We know Russia is not a major economy by any metric. And what exports it does have (commodities) are not exchange rate sensitive. And Russia doesn’t have a history of competitive FX manipulation. So, it wasn’t about Russia, which was likely thrown in to create the impression of a broader issue.
We know the Chinese exchange rate had been a real issue, but not so much any more. It is one Trump repeatedly mischaracterized/misunderstood during the campaign, but the Big De-peg of 2005 and the massive ULC-adjusted CNY appreciation thru 2013 pretty much took that issue off the front burner.
It’s true that Trump often tries to put lesser or bogus issues on the table in the hopes of getting something for negotiating them away later, and the US is in some sense in trade negotiations with China, but it’s a weak play, the issue wasn’t top-of-mind, and there was no need to reference Russia or the Fed if trumping up a negotiating point with China was the objective.
And we know that the timing makes more sense with respect to the Fed.
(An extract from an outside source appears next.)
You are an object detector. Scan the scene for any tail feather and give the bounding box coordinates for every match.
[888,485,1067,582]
Rates have been hiked now a half-dozen times, the growth optimism felt back in January has cooled/is cooling. The prospect of a slowing—or even moderating—economy has to terrify Trump, since he has pinned his political hopes on delivering outsized growth. It’s the only play he has. He both needs the Fed to blame if growth falls short and for the Fed to “cooperate” as much as possible. Moreover, his administration announced two new Fed Board governors the day of the tweet, so this issue was top-of-mind. And he has shown zero compunction in trampling on the integrity of any person or any institution that gets in the way of what he wants, whatever the systemic implications.
If you believe, as I do, that growth will soon settle back in with a two-handle and not a three-handle, the temptation for Trump to increase political pressure on the Fed will be too great to resist—unless the GOP and his base revolt in consequence, a bet that recent history suggests is not a good one.
How stable do you think the growth ‘reset to 2%’ scenario is, given financial market volatility?